Simple fundamental subspaces problem stumping me

1. Dec 10, 2015

kostoglotov

So the matrix is just a row vector

$$\begin{bmatrix}3 & 4 & 0\end{bmatrix}$$

My problem, is that I get the nullspace as having to 2 dimensions, and the row space as having 2 dimenions, but that adds up to 4 dimensions, when it should add up to three. What simple thing am I missing?

Null space base vectors

$$\begin{bmatrix}-4\\3\\0\end{bmatrix},\begin{bmatrix}0\\0\\1\end{bmatrix}$$

Row space base vectors

$$\begin{bmatrix}1\\0\\0\end{bmatrix},\begin{bmatrix}0\\1\\0\end{bmatrix}$$

2. Dec 10, 2015

HallsofIvy

Staff Emeritus
Taking the matrix to be the single row $\begin{bmatrix}3 & 4 & 0\end{bmatrix}$ then the null space is all $\begin{bmatrix}x \\ y \\ z \end{bmatrix}$ such that $\begin{bmatrix}3 & 4 & 0\end{bmatrix}\begin{bmatrix}x \\ y \\ z \end{bmatrix}= 3x+ 4y= 0$. Yes, that is of dimension 2 having $\{\begin{bmatrix}-4 \\ 3 \\ 0\end{bmatrix}, \begin{bmatrix}0 \\ 0 \\ 1 \end{bmatrix}\}$ as basis. However, the row space is one dimensional, having the vector $\begin{bmatrix}3 & 4 & 0 \end{bmatrix}$, the single row making up the matrix, as basis.

3. Dec 10, 2015

Geofleur

Those two last vectors cannot be in the row space, because a linear combination of them will give the first null space vector, $[-4 \ 3 \ 0]^T$. In fact, the row space is the space spanned by the rows of the matrix, considered as vectors. So the row space consists of all multiples of $[3 \ 4 \ 0]^T$.

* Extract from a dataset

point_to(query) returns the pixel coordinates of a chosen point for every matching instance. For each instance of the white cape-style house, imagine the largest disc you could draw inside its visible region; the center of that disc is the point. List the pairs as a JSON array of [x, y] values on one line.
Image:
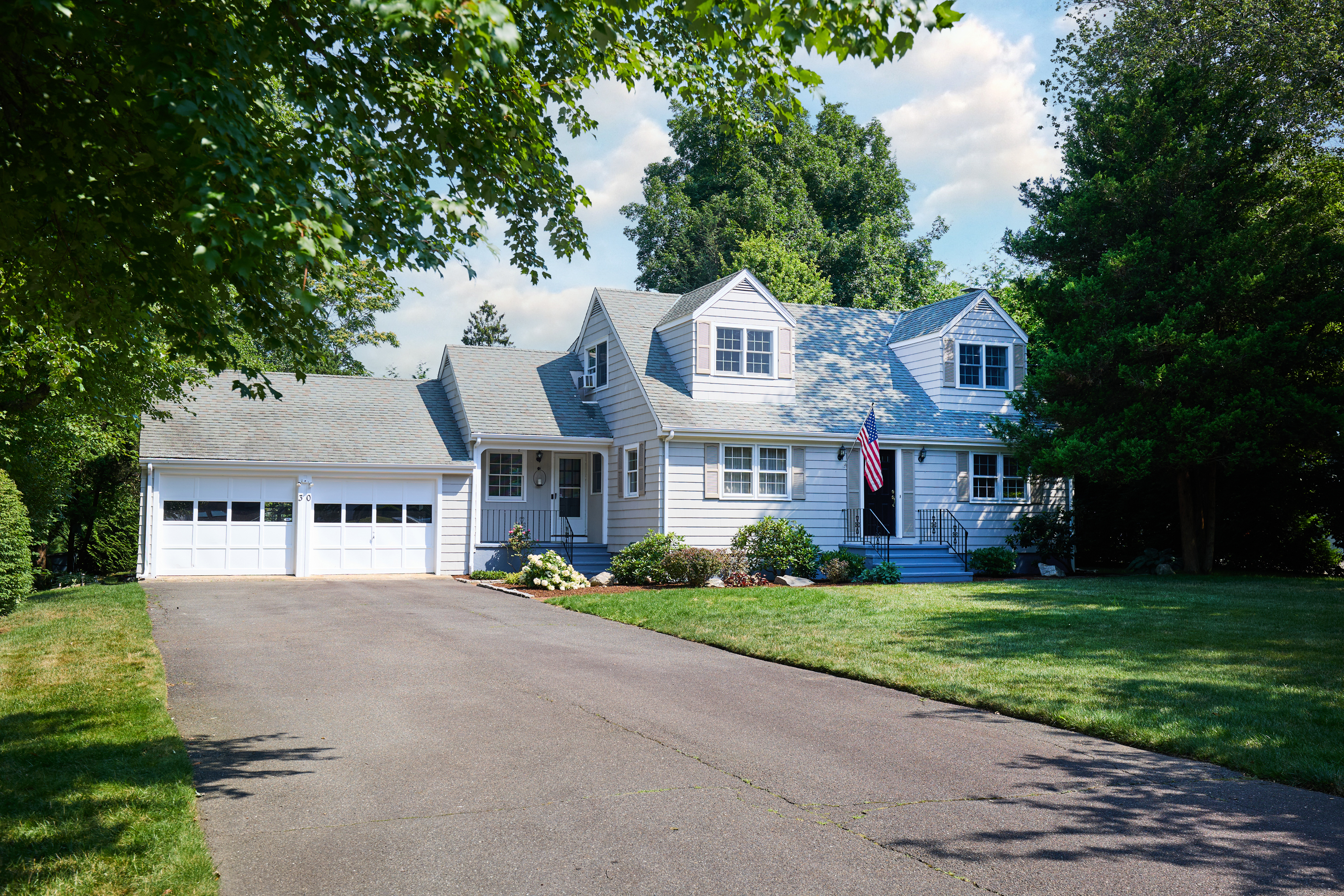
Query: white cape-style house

EDIT: oops, HallsofIvy beat me to it :-)

4. Dec 10, 2015

kostoglotov

I realize what I was missing now.

I kept thinking of the row space as all those vector that can be operated on by the matrix without giving a zero vector result. Except that's not what the rowsapce is! It's the vector/s that characterize/s the rows of the matrix. Thanks @HallsofIvy and @Geofleur!